FIFA 19 se ve mejor que el año pasado en términos de iluminación, varias de las recreaciones faciales de los jugadores y el nuevo elenco de controles y pases de primeras, que hacen que en movimiento el juego sea todavía más rico en posibilidades. No hablamos de ninguna revolución, pero sí es cierto que hay un avance evidente a nivel visual tanto in-game como en celebraciones, introducciones o escenas de vídeo de El Camino. A nivel sonoro, pocas novedades tanto en cánticos como en comentarios de Manolo Lama y Paco González, que eso sí han ampliado algo el repertorio hablando de cosas de la Champions, dando detalles de los modos de partido rápido y mencionando elementos como las redes sociales.
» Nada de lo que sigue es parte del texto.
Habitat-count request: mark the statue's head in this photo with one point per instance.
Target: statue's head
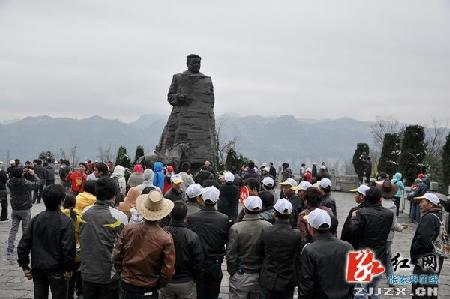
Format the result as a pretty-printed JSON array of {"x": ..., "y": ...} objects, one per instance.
[{"x": 193, "y": 63}]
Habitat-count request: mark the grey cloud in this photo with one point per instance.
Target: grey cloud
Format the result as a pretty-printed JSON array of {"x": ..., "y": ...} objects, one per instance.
[{"x": 324, "y": 59}]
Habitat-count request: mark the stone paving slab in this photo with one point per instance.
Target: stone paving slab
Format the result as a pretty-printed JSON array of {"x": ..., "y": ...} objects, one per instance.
[{"x": 14, "y": 285}]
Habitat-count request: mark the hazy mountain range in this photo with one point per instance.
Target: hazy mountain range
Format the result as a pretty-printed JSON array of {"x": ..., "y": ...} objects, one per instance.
[{"x": 283, "y": 138}]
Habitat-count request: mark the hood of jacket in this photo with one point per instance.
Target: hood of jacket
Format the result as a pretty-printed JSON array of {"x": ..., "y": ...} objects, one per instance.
[
  {"x": 148, "y": 176},
  {"x": 119, "y": 172},
  {"x": 158, "y": 167},
  {"x": 397, "y": 177}
]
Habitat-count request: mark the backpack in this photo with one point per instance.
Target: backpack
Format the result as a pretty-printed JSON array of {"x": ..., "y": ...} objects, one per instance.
[
  {"x": 386, "y": 186},
  {"x": 442, "y": 243}
]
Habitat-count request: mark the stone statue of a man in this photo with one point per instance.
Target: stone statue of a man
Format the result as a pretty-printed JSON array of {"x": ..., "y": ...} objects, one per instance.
[{"x": 191, "y": 121}]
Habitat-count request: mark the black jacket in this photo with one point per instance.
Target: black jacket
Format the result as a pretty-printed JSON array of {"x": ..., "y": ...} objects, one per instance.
[
  {"x": 323, "y": 264},
  {"x": 281, "y": 246},
  {"x": 3, "y": 179},
  {"x": 49, "y": 175},
  {"x": 329, "y": 202},
  {"x": 50, "y": 238},
  {"x": 229, "y": 200},
  {"x": 189, "y": 254},
  {"x": 297, "y": 207},
  {"x": 212, "y": 228},
  {"x": 273, "y": 172},
  {"x": 251, "y": 173},
  {"x": 20, "y": 192},
  {"x": 40, "y": 171},
  {"x": 346, "y": 234},
  {"x": 371, "y": 227},
  {"x": 426, "y": 233},
  {"x": 202, "y": 176},
  {"x": 174, "y": 195}
]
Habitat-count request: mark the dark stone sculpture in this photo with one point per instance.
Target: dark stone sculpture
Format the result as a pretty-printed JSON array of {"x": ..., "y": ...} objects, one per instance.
[{"x": 190, "y": 132}]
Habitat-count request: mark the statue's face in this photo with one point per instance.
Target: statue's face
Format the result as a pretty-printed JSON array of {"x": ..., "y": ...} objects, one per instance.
[{"x": 194, "y": 65}]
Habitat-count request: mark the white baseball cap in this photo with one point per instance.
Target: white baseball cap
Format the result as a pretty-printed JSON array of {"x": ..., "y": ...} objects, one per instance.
[
  {"x": 210, "y": 193},
  {"x": 283, "y": 206},
  {"x": 361, "y": 189},
  {"x": 325, "y": 183},
  {"x": 229, "y": 177},
  {"x": 431, "y": 197},
  {"x": 176, "y": 179},
  {"x": 253, "y": 203},
  {"x": 290, "y": 181},
  {"x": 268, "y": 181},
  {"x": 194, "y": 190},
  {"x": 305, "y": 185},
  {"x": 318, "y": 218}
]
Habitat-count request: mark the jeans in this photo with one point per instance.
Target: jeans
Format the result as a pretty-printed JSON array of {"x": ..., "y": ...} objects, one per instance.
[
  {"x": 37, "y": 194},
  {"x": 92, "y": 290},
  {"x": 135, "y": 292},
  {"x": 397, "y": 204},
  {"x": 245, "y": 286},
  {"x": 55, "y": 280},
  {"x": 414, "y": 213},
  {"x": 4, "y": 204},
  {"x": 388, "y": 264},
  {"x": 429, "y": 291},
  {"x": 75, "y": 282},
  {"x": 368, "y": 290},
  {"x": 208, "y": 285},
  {"x": 183, "y": 290},
  {"x": 285, "y": 294},
  {"x": 17, "y": 216}
]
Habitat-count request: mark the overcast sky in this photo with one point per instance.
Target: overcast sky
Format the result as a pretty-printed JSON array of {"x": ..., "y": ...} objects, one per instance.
[{"x": 312, "y": 59}]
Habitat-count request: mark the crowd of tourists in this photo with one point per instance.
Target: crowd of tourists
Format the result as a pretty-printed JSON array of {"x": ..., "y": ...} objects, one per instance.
[{"x": 162, "y": 232}]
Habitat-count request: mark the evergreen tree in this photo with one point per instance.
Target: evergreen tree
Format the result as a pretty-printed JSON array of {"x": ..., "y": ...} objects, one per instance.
[
  {"x": 361, "y": 153},
  {"x": 235, "y": 159},
  {"x": 412, "y": 153},
  {"x": 390, "y": 154},
  {"x": 314, "y": 171},
  {"x": 139, "y": 153},
  {"x": 231, "y": 160},
  {"x": 46, "y": 155},
  {"x": 446, "y": 165},
  {"x": 122, "y": 157}
]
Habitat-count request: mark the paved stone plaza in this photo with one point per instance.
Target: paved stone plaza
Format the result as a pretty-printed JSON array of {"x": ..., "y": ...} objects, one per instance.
[{"x": 14, "y": 285}]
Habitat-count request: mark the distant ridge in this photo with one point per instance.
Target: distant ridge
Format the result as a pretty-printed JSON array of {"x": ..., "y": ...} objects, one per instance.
[{"x": 281, "y": 138}]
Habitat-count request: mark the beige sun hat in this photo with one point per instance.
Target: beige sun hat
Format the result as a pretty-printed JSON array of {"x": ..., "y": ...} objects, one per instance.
[{"x": 153, "y": 206}]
De nuevo, la banda sonora de los menús es un elenco de melodías pegadizas de distintos géneros (desde el pop al rock, pasando por rap y temas de corte más electrónico) donde todos encontraremos mínimo esas dos o tres piezas musicales que nos alegran nuestras gestiones en modos como Carrera.

CONCLUSIÓN

FIFA 19 ha dado el gran golpe. EA Sports no solo consolida su nueva entrega como el lugar donde cada tipo de jugador encontrará su sitio. No solo por la variedad de modos de juegos o licencias que abrazan novedades como la Champions, sino también por ser un lugar idílico para los "jugones". Porque el título que hemos analizado ofrece el mejor equilibrio ataque-defensa que recordamos en esta generación, donde la velocidad por fin ya no es el atributo más importante; donde los balones divididos son más imprevisibles, los pases mucho menos automáticos y donde se ha añadido un sistema de disparo que lejos de ser una acción abusiva, propone un precioso dilema entre riesgo y recompensa. El título, en definitiva, equilibra también los conceptos de diversión y simulación con gran acierto. Es cierto que hay matices a mejorar, como disparos lejanos que todavía tienen gran efectividad o algunos remates acrobáticos más presentes de la cuenta, pero el cómputo global se instala en la excelencia. FUT y el elenco de nuevos modos en el partido rápido son la cara positiva de la moneda en cuanto a opciones, aunque, eso sí, echamos en falta novedades en Carrera y Clubes Pro que, dicho sea de paso, se renovaron el año pasado. FIFA 19 es, simplemente, la Casa del Fútbol. En todos los sentidos.

LO MEJOR

  • Jugablemente, mucho más equilibrado y realista sin perder ápice de diversión
  • El nuevo sistema de disparo y el dilema entre riesgo y conseguir un gol que puede ser la gloria
  • Más controles, pases menos seguros, balones divididos más imprevisibles... Hay mejoras en casi todos los frentes jugables
  • FUT es abrumador en contenido y trae novedades, como las nuevas divisiones o menos partidos para FUT Champions
  • El elenco de modos en partido rápido: divertidos y que fomentan los piques en modo local
  • La licencia de la Champions es la guinda a un conjunto de ligas, copas y competiciones imbatible
  • Por fin tácticas dinámicas profundas durante los partidos y una IA CPU mejorada

LO PEOR

  • Algunos disparos lejanos siguen siendo muy efectivos
  • No poder jugar los modos de partido rápido en amistosos online
  • Escasas novedades en Carrera y Clubes Pro
9

Excelente

Un título referente en su género, que destaca por encima de sus competidores y que disfrutarás de principio a fin, seguramente varias veces. Un juego destinado a convertirse en clásico con el paso de los años.